Bâtıl inançlar: Antik çağ işleri

Vakanüvis

Kulağını çekip tahtaya vurmak, ayna kırılmasını berbata yormak, merdiven altından geçmemek, kara kedi görünce huzursuz olmak, totem yapmak ve daha niceleri…

Birçoğunu günlük hayatımızdan bildiğimiz çabucak hepsi tuhaf davranışlar. Yıllardır halk kültüründe, folklorunda, toplumun günlük pratiklerinde yer alan bu davranışların ezici çoğunluğunun kökeni ise antik çağlara kadar uzanıyor.

“Boş, çürük, temelsiz, aptalca, ilkel, çocukça, irrasyonel…”

Arapça “butlan” sözünden türetilen bâtıl kavramı, “boş, çürük, temelsiz ve gerçeğe muhalif olan” manasına geliyor.
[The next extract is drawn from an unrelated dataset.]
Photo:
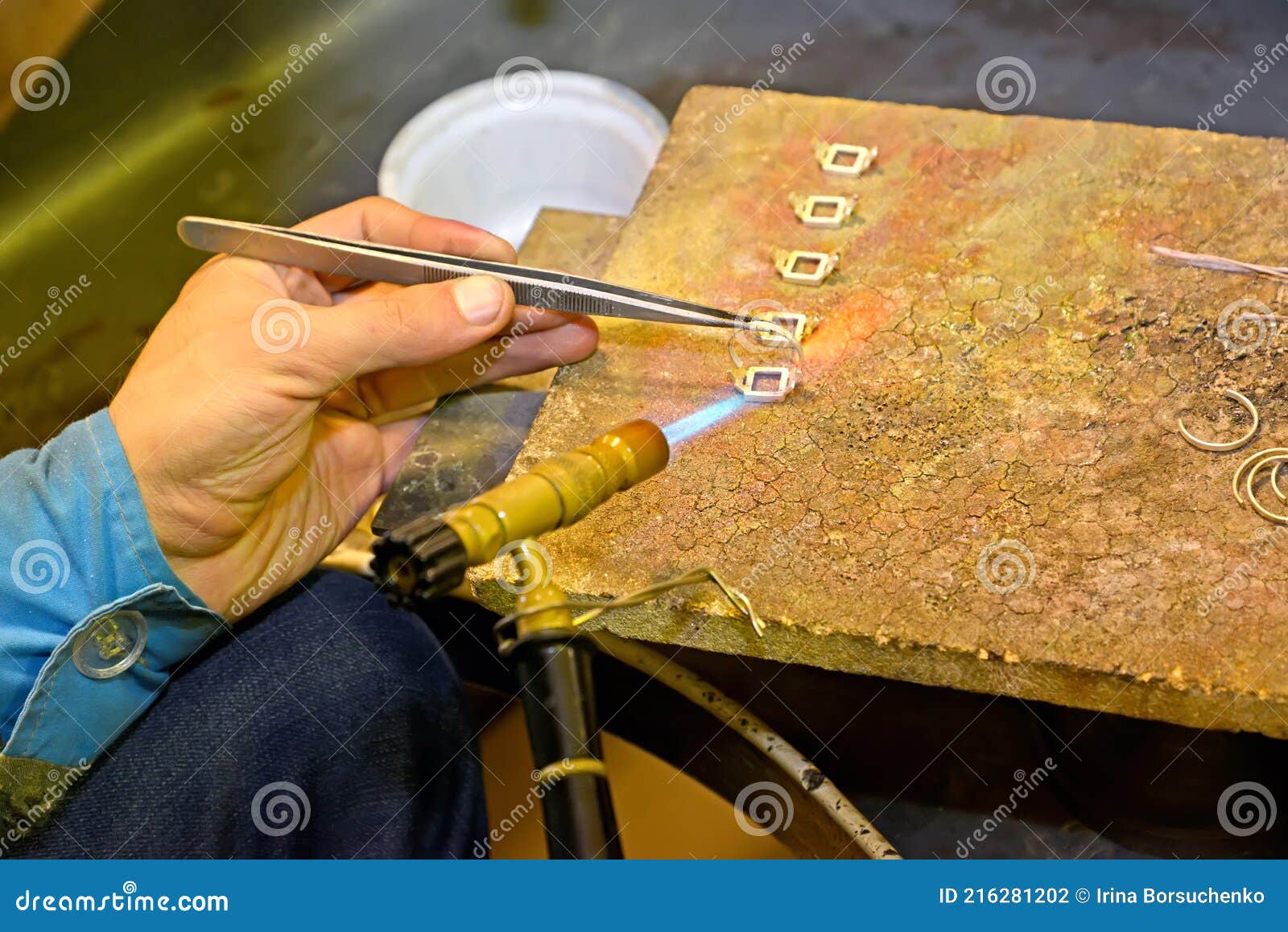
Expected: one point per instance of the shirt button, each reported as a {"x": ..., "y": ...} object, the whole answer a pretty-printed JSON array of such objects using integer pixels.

Bu kavram, İngilizce ve Fransızcada “superstition” sözüyle ifade edilmekte. Sözün Latince kökeni ise “eski halk inançlarının, yeni ve hâkim dini anlayışın içinde varlıklarını sürdürmesi” manası taşıyor.

Bâtıl inanç, birtakım lisanlarda ise “aptalca, çocukça, ilkel, irrasyonel” manalarına da geliyor. Boş inançların neredeyse tamamının tarihi çok eski vakitlere uzanıyor. Uzmanlar; eski çağlarda, bilhassa tabiat olayları karşısındaki çaresizliği nedeniyle bâtıl inançlara yönelen insanların, bugün de çeşitli toplumsal sorunlar nedeniyle tıpkı eğilimi sergilediği görüşünü savunuyorlar. Buna nazaran, çaresizlik hissine kapılan kişi, kendine dayanak olacak bir güç aramakta, bu gücü bulamadığı vakitlerde da bâtıl inançlara yönelmekte.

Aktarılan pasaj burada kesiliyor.